2. Nach der Rechtsprechung des Bundesfinanzhofs --BFH-- (vgl. BFH-Beschluss vom 22. Januar 1997 II B 40/96, BFHE 181, 571, BStBl II 1997, 266) beginnt die Festsetzungs- bzw. Feststellungsfrist i.S. von § 170 Abs. 2 Satz 1 Nr. 1 AO 1977 mit Ablauf des Kalenderjahres, in dem die Steuer- bzw. Feststellungserklärung abgegeben wird, und zwar sogar dann, wenn die abgegebene Erklärung teilweise unvollständig oder unrichtig ist. Etwas anderes gilt nur, wenn die Erklärung derart lückenhaft ist, dass dies praktisch auf das Nichteinreichen der Erklärung hinausläuft.
Vom letzteren Fall ist offenbar das FG ausgegangen. Es stellt nämlich allein darauf ab, dass die erklärten Einkünfte aus Vermietung und Verpachtung gemäß § 180 Abs. 1 Nr. 2 a AO 1977 festzustellen sind, während eine solche Feststellung für Einkünfte aus Land- und Forstwirtschaft gemäß § 180 Abs. 1 Nr. 2 b AO 1977 zu erfolgen habe. Tatsächlich aber haben die Kläger eine Erklärung für die Einkünfte aus den jetzt streitigen Grundstücken abgegeben, die das FA für landwirtschaftliches Betriebsvermögen hält. Auch wenn die Erklärung der Kläger unrichtig gewesen wäre, war das beklagte FA dennoch imstande, ein ordnungsgemäßes Veranlagungsverfahren in Gang zu setzen (Senatsurteil vom 6. November 1969 IV 249/64, BFHE 97, 405, BStBl II 1970, 168; BFH-Beschluss vom 7. Mai 1992 V B 161/89, BFH/NV 1993, 141). Es hatte sogar positive Kenntnis von dem Veräußerungspreis. Außerdem hatte es unter der für die erklärten Einkünfte aus Vermietung und Verpachtung erteilten Steuernummer zuvor die Kläger um Übersendung der Veräußerungsverträge für die strittigen Grundstücke gebeten. Deshalb spielt es auch keine Rolle, ob die gemeinschaftlich erzielten Einkünfte tatsächlich mehreren Einkunftsarten zuzurechnen waren und dass etwaige Einkünfte aus Land- und Forstwirtschaft ebenfalls nach § 180 Abs. 1 Nr. 2 a AO 1977 einheitlich und gesondert festzustellen gewesen wären (s. insoweit etwa Senatsbeschluss vom 29. Juli 1992 IV B 44/91, BFH/NV 1993, 2).

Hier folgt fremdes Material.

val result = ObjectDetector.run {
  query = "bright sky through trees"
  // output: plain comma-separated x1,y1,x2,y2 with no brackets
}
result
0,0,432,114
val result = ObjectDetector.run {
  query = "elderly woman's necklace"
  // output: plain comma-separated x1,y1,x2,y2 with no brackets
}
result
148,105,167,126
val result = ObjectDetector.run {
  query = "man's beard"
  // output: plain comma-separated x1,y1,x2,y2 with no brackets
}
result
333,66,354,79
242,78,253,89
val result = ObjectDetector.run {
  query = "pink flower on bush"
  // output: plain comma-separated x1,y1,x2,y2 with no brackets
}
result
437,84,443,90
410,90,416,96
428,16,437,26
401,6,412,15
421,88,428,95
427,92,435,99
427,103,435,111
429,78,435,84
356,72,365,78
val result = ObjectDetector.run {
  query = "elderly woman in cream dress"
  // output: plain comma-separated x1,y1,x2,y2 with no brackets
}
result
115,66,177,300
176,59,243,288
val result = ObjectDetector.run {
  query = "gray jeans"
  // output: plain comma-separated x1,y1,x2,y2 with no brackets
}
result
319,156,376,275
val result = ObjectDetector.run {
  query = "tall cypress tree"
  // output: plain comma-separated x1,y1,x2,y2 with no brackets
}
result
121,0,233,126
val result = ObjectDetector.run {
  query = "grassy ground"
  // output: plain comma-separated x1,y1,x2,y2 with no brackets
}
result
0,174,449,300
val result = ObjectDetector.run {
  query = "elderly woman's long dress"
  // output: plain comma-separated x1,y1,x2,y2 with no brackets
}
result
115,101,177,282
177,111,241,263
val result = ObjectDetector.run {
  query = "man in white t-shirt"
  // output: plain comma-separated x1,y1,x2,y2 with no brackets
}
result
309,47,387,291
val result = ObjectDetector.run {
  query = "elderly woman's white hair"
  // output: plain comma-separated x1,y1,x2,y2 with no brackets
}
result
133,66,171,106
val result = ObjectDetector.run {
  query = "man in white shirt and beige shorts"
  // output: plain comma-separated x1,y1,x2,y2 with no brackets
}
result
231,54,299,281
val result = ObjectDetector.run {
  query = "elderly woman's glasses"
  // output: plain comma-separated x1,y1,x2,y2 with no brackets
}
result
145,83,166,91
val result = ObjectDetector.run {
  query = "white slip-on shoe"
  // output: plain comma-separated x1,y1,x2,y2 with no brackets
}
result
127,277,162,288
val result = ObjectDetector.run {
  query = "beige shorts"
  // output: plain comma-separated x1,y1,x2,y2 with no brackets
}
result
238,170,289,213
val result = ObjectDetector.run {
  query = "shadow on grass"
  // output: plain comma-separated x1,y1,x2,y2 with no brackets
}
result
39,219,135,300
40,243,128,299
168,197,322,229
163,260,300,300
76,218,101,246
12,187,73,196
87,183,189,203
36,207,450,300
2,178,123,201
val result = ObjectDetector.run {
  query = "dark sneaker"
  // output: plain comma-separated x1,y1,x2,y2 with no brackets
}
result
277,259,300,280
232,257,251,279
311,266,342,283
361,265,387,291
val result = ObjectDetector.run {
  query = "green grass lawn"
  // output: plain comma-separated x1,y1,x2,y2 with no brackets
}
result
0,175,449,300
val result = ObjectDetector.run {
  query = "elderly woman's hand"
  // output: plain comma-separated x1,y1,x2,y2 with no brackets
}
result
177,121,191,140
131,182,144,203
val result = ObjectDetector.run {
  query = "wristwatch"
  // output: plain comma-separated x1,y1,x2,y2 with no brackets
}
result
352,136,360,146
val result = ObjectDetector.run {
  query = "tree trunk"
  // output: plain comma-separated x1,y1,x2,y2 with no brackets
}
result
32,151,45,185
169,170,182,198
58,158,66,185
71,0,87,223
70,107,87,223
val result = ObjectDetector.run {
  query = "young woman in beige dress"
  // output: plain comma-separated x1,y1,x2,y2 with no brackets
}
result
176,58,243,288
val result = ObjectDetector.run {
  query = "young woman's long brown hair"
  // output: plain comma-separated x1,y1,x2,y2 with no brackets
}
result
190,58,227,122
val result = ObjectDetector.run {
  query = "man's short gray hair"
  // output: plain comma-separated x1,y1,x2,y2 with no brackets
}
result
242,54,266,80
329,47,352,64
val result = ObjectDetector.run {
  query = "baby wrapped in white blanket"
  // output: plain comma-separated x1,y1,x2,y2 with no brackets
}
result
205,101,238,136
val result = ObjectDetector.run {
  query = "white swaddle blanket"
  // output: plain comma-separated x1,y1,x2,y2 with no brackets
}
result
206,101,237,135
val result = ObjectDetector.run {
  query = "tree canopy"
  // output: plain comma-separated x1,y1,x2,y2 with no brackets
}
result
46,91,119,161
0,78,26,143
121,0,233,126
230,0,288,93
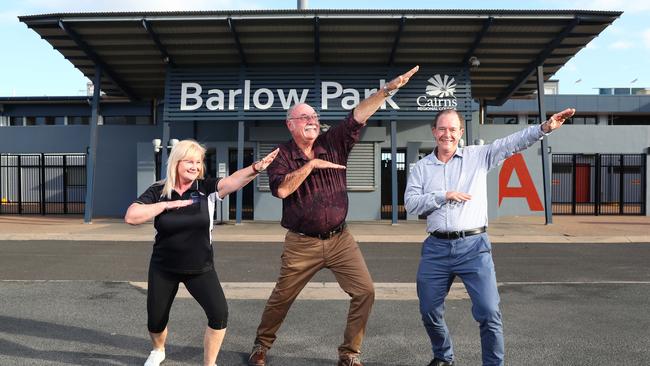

Im Übrigen ist hinsichtlich der Erfassung der Einkünfte bei der Einkunftsart Vermietung und Verpachtung darauf aufmerksam zu machen, dass die Finanzverwaltung von einer vor dem 1. Juli 1970 erfolgten Betriebsaufgabe ausgeht, wenn die Einnahmen aus einem im Ganzen verpachteten land- und forstwirtschaftlichen Betrieb bei der rechtskräftigen Veranlagung für das Jahr 1969 als Einkünfte aus Vermietung und Verpachtung behandelt worden sind (Bundesministerium der Finanzen, Schreiben vom 29. Februar 1972, BStBl I 1972, 102, Nr. 6 Abs. 1). Auch war das FA nach Abschn. 139 Abs. 5 Satz 8 der Einkommensteuer-Richtlinien 1990 bei einer nicht eindeutigen Aufgabeerklärung, z.B. bei Erfassung der Pachteinnahmen bei den Einkünften aus Vermietung und Verpachtung, verpflichtet, durch eine Nachfrage beim Steuerpflichtigen zu klären, ob dieser den Betrieb als aufgegeben oder während der Zeit der Verpachtung als fortbestehend behandelt sehen wollte.